No solo le reconfortan las caricias del entrenador, sino también los aplausos de los aficionados cuando le sustituyen. Y la «tripa» de la gente es un excelente indicador del ambiente que se respira en torno a un jugador. Extraña, muy extraña, la temporada de Santiago Giménez: tras un comienzo decididamente laborioso, con una serie de errores bajo los palos que generaron una alerta tan grande como la Casa Milan, su situación personal se ha ido ajustando poco a poco. Tan bien que se ha llegado a una paradoja evidente: Santi se ha convertido en un fijo en el ataque a pesar de que aún no ha marcado en la liga, con 455 minutos jugados.
El único gol lo marcó en la Copa Italia, en los octavos de final contra el Lecce. Pero en la Serie A sigue sin marcar y el apetito crece desmesuradamente semana tras semana. También porque, hasta ahora, entre postes (dos), goles anulados (dos) y errores garrafales (al menos tres), en términos de goles, los dos primeros meses de temporada del mexicano se asemejan a una carrera sobre un campo de clavos. Por suerte para él, Allegri ha diseñado un Milan que, de alguna manera, consigue llegar al gol sin pasar necesariamente por su delantero centro.
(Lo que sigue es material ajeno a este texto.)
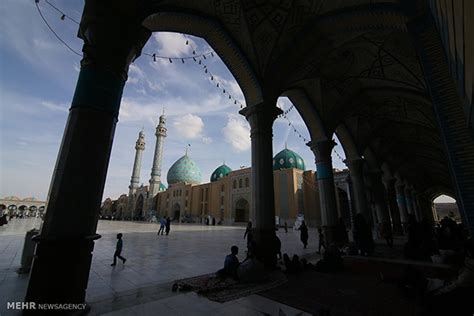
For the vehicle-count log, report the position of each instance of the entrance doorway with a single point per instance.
(176, 212)
(242, 208)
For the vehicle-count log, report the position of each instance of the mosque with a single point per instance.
(226, 198)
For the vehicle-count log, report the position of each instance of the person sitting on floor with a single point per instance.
(231, 264)
(251, 270)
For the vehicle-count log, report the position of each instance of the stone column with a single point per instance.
(409, 202)
(327, 195)
(402, 205)
(416, 206)
(380, 200)
(63, 254)
(392, 203)
(356, 167)
(260, 118)
(137, 165)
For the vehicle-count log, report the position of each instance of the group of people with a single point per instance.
(165, 226)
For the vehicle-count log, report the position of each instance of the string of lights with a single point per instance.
(200, 60)
(52, 30)
(295, 130)
(64, 16)
(196, 58)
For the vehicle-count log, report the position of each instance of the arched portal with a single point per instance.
(176, 212)
(242, 211)
(139, 206)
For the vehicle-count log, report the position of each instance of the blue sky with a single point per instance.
(37, 80)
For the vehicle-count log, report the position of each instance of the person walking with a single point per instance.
(118, 250)
(304, 234)
(168, 225)
(322, 242)
(162, 225)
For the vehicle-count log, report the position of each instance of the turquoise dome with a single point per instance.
(220, 172)
(287, 159)
(162, 187)
(184, 170)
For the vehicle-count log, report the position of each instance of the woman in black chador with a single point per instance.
(363, 235)
(304, 234)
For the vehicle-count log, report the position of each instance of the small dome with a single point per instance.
(220, 172)
(184, 170)
(162, 187)
(287, 159)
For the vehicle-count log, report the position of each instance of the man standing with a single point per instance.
(118, 250)
(168, 225)
(162, 225)
(231, 264)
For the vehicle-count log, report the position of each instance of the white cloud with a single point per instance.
(206, 140)
(237, 133)
(189, 126)
(173, 44)
(54, 107)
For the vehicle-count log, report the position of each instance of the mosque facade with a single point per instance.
(227, 197)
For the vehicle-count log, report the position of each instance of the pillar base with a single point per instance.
(60, 271)
(397, 229)
(266, 245)
(330, 232)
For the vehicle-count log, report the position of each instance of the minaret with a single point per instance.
(155, 179)
(137, 164)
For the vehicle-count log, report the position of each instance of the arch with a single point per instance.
(215, 35)
(242, 211)
(176, 211)
(309, 114)
(347, 142)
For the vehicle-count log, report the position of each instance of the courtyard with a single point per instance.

Los centrocampistas tienen tareas evidentes de inserción mayor que las que tenían el año pasado, Pulisic es un interrogante constante para las defensas rivales y la fase ofensiva también se alimenta de los defensas centrales como Tomori y Pavlovic, que se convierten en extremos añadidos. Por eso Allegri no se inquieta ante ese cero en la casilla de goles marcados por Santiago: simplemente, al menos por el momento, le basta con todo el resto del trabajo que realiza el mexicano. Todas estas cosas las destaca Max públicamente, y no solo porque los elogios son buenos para la moral, sino porque son conceptos realmente visibles en el campo.

Garantías—  De hecho, hay algo que está muy claro desde el verano: Giménez es el único delantero centro de la plantilla. La primera consideración que surge espontáneamente es: un delantero centro que no marca es un problema. En este Milan, por ahora no lo es. Lo será si en Navidad seguimos aquí con cero goles. Pero no ahora, porque el mexicano ofrece al entrenador y al equipo una presión sobre los rivales que dos tercios de sus compañeros de equipo, por diversas razones, no garantizan. El único capaz de desempeñar, en parte, esas funciones con constancia es Pulisic. De hecho, él es el verdadero intocable del equipo. Pero Giménez le sigue de cerca, también por la falta de competencia real. Sobre Leao se han vuelto a verter ríos de palabras y críticas sobre su actitud, y, en cualquier caso, Rafa interpretará el papel de delantero siempre según sus características (al menos en esto, no se le puede culpar). Mientras que Nkunku tiene sin duda más aptitudes para la ayuda colectiva, pero, más allá de sus condiciones atléticas aún precarias, no es un delantero centro. Le gusta variar, le gusta retroceder. Por eso Giménez, a pesar de todo, sigue por ahora bien afianzado en el centro del ataque. Porque a menudo se lleva consigo a los hombres y abre pasillos, porque molesta a los centrales rivales, porque sabe dictar la profundidad a los portadores del balón. Claro que si empezara a marcar goles, se ayudaría mucho de cara al futuro, porque Leao y Nkunku, en cualquier caso, a lo largo de la temporada reclamarán a menudo el protagonismo. Mientras tanto, sin embargo, Allegri disfruta de la paradoja de Santi: no marca, pero merece jugar.